Data calculations were conducted in Microsoft Excel (v14.7.2) while data were graphed and statistical analysis conducted using Prism (GraphPad, v8.1.2). P values were calculated using a two-tailed unpaired T test or a two-tailed Mann–Whitney test when data failed normality tests. Where >2 conditions were compared, a one-way ANOVA with a Tukey post-test was used to calculate P values. Where indicated in the text, a Chi-square test with Yate’s correction or Fisher’s Exact test was used to calculate enrichment P values.
Further information on research design is available in the Nature Research Reporting Summary linked to this article.

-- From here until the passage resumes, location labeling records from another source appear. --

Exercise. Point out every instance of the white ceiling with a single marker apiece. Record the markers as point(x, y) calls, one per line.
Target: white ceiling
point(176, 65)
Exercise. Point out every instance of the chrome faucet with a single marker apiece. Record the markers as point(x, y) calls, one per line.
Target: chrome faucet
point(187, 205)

The RNAseq, scRNAseq, ATACseq and ChIP-seq sequencing datasets generated during the current study associated with Figs. 3, 5 and 6, and Supplementary Fig. 1 are available in the NCBI GEO repository at accession number GSE134710. The gene lists used for GSEA analysis in Supplementary Fig. 1d were extracted from Table S1 in the cited Beltra et al. study (available at https://doi.org/10.1016/j.immuni.2020.04.014). The gene lists used for GSEA analysis in Fig. 3 were taken from the publicly available dataset GSE84105 within the NCBI GEO database. The gene lists used for GSEA in Fig. 5 were extracted from supplementary data in the cited Man et al study (available at https://doi.org/10.1016/j.immuni.2017.11.021). TOX DORs (Supplementary Fig. 6h) were obtained from Supplementary Table 5 of the cited Khan et al. paper. TCF1+ and TCF1− cell-specific ATACseq peaks were obtained by reanalysis of sequencing data from the cited Jadhav et al paper from the publicly available dataset PRJNA546023 within the NCBI BioProject database. All sequencing data were mapped and annotated using reference genome GRCm38/mm10 (https://www.ncbi.nlm.nih.gov/assembly/GCF_000001635.20/) and Ensembl gene annotation release 93 (http://ftp.ensembl.org/pub/release-93/).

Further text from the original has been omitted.